I noticed this post and this paper, which gives a version of Liouville's theorem for subharmonic functions and the reference of its proof, but I think there must be an easier proof for the following version of Liouville's theorem with a stronger condition.

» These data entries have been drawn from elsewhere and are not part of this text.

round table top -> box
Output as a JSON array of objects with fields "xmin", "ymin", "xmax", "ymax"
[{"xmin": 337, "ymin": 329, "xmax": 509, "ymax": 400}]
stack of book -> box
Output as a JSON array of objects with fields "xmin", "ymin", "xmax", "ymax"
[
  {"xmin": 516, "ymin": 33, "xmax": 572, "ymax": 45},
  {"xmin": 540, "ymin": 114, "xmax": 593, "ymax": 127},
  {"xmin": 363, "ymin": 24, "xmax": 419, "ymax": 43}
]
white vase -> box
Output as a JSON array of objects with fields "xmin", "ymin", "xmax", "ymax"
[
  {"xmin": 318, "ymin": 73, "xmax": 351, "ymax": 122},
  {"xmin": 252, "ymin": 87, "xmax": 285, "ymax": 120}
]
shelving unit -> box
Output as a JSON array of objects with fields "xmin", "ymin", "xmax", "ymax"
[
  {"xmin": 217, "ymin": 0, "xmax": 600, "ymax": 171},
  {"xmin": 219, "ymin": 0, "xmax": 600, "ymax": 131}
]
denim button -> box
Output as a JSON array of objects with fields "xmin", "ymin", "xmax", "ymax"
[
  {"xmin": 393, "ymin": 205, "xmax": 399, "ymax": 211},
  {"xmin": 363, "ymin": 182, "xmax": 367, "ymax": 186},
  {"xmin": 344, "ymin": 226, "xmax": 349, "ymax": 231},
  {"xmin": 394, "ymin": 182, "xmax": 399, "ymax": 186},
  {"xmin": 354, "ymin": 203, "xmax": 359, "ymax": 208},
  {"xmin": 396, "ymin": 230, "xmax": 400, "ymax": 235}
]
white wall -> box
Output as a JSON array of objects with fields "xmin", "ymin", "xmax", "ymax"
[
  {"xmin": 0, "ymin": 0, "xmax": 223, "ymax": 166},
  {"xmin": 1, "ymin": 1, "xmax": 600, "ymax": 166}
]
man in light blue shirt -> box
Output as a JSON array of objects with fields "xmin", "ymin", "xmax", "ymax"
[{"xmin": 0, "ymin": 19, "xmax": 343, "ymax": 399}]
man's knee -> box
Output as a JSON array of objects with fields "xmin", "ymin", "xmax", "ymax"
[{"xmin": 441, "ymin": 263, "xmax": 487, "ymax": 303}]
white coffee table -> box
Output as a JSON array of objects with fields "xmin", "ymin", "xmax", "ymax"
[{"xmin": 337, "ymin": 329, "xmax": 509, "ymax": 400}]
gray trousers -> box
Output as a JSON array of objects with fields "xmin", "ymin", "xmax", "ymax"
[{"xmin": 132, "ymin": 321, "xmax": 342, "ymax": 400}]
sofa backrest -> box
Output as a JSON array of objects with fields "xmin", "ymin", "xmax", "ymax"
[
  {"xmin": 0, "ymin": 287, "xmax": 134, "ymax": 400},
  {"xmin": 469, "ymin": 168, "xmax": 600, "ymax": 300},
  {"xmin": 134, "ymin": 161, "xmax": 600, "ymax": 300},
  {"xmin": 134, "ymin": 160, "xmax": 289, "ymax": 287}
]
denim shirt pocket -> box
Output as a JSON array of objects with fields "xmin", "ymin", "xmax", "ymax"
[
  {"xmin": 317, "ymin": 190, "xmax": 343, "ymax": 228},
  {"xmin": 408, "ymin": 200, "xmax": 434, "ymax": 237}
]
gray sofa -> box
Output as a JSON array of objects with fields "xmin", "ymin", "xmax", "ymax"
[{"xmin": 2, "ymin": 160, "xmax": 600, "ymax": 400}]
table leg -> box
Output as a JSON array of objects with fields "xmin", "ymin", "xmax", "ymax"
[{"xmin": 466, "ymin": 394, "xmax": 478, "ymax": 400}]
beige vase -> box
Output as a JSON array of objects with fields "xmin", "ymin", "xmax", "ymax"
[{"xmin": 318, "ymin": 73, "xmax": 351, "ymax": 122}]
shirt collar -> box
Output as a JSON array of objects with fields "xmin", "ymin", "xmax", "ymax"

A subharmonic function that is bounded above on the complex plane $\mathbb C$ must be constant
I think we may need to use the fact that the maximum of a subharmonic function cannot be achieved in the interior of its domain unless the function is constant(MVP). But how do we prove that a bounded-above subharmonic function on the complex plane $\mathbb C$ can achieve its maximum at a certain point of $\mathbb C$?(Maybe we don't need to use MVP for proof)
Thanks in advance!
Best Answer
If $v$ is subharmonic in the complex plane $\Bbb C$ then $$ \tag 1 v(z) \le \frac{\log r_2 - \log |z|}{\log r_2 - \log r_1} M(r_1, v) + \frac{\log |z| - \log r_1}{\log r_2 - \log r_1} M(r_2, v) $$ for $0 < r_1 < |z| < r_2$, where $$ M(r, v) := \max \{ v(z) : |z| = r \} \quad . $$ That is the "Hadamard three-circle theorem" for subharmonic functions, and follows from the fact that the right-hand side of $(1)$ is a harmonic function which dominates $v$ on the boundary of the annulus $\{ z : r_1 < |z| < r_2 \}$ .
(Remark: It follows from $(1)$ that $M(r, v)$ is a convex function of $\log r$.)
Now assume that $v(z) \le K$ for all $z \in \Bbb C$. Then $M(r_2, v) \le K$, and $r_2 \to \infty$ in the inequality $(1)$ gives $$ \tag 2 v(z) \le M(r_1, v) $$ for $0 < r_1 < |z|$. It follows that $$ v(z) \le \limsup_{r_1 \to 0} M(r_1, v) = v(0) $$ because $v$ is upper semi-continuous. Thus $v$ has a maximum at $z=0$ and therefore is constant.
Remark: As noted in the comments, the condition “$v$ is bounded above” can be relaxed to $$\liminf_{r \to \infty} \frac{M(r, v)}{\log r} = 0 $$ which is still sufficient to conclude $(2)$ from $(1)$.